A solar farm built by Cypress Creek Renewables in Henderson, North Carolina. The solar industry’s trade group, SEIA, estimates that 23,000 jobs this year will be lost or not created due to recent tariffs.  Cypress Creek Renewables

MJ Shiao, who researches renewables and emerging technologies with the research and consulting firm Wood Mackenzie, agrees that tariffs are a “fairly crude” way to encourage American manufacturing.

Shiao says the US needs a long-term vision, not tariffs that phase out over four years.

“These other countries like China have invested in their manufacturers, whereas in the US, we don’t really have a clear and coherent solar manufacturing policy,” Shiao says.

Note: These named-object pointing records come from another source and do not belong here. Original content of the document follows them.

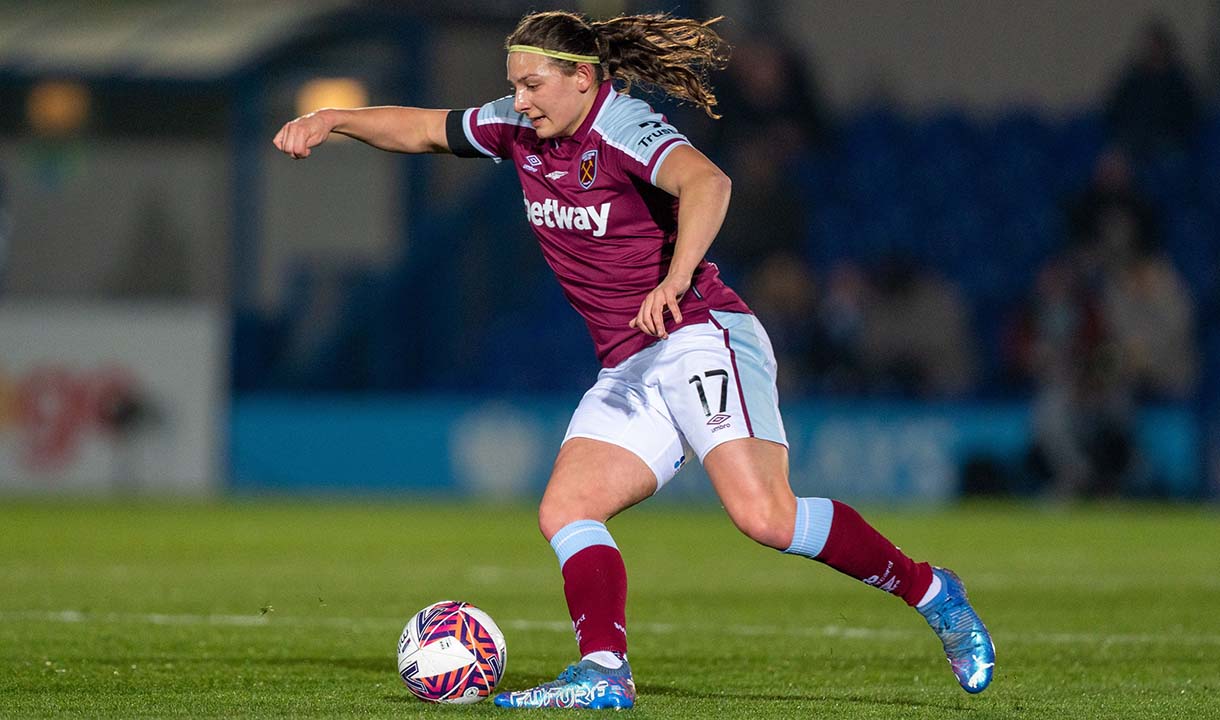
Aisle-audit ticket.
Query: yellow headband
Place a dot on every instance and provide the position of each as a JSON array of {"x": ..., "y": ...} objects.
[{"x": 556, "y": 54}]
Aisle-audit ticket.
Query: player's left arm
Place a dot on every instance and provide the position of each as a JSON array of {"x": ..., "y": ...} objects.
[{"x": 703, "y": 192}]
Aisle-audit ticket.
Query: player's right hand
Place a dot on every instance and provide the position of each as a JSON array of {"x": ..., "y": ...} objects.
[{"x": 298, "y": 136}]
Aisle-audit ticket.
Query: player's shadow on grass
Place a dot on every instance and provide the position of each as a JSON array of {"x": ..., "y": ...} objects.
[{"x": 681, "y": 692}]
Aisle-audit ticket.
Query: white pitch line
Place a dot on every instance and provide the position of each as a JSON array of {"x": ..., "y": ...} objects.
[{"x": 836, "y": 631}]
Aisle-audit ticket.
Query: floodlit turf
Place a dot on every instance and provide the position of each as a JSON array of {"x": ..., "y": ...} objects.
[{"x": 267, "y": 609}]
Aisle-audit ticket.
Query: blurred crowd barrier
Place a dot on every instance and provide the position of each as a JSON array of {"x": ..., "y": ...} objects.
[{"x": 104, "y": 399}]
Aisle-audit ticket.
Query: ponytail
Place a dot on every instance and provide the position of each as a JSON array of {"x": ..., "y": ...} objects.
[{"x": 656, "y": 50}]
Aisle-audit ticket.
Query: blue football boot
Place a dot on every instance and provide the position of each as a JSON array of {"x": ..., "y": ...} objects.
[
  {"x": 583, "y": 685},
  {"x": 968, "y": 644}
]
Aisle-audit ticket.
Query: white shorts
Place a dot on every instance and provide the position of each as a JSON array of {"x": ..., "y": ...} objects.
[{"x": 705, "y": 385}]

Shiao would like to see more workforce development programs and government incentives to invest in research and development in tomorrow’s innovations.

And remember, the argument over solar tariffs isn’t just about jobs; it’s also about climate change. Shiao said that as solar imports become more expensive, fewer will get installed. And fewer solar panels could mean continued reliance on fossil fuels in the short-term, and more greenhouse gas pollutants in the atmosphere.

“Around 7.7 gigawatts of solar energy that could’ve been installed over the next five years — that is no longer economically attractive,” Shiao says.

That would’ve been enough energy to supply all the households in a city roughly the size of Chicago.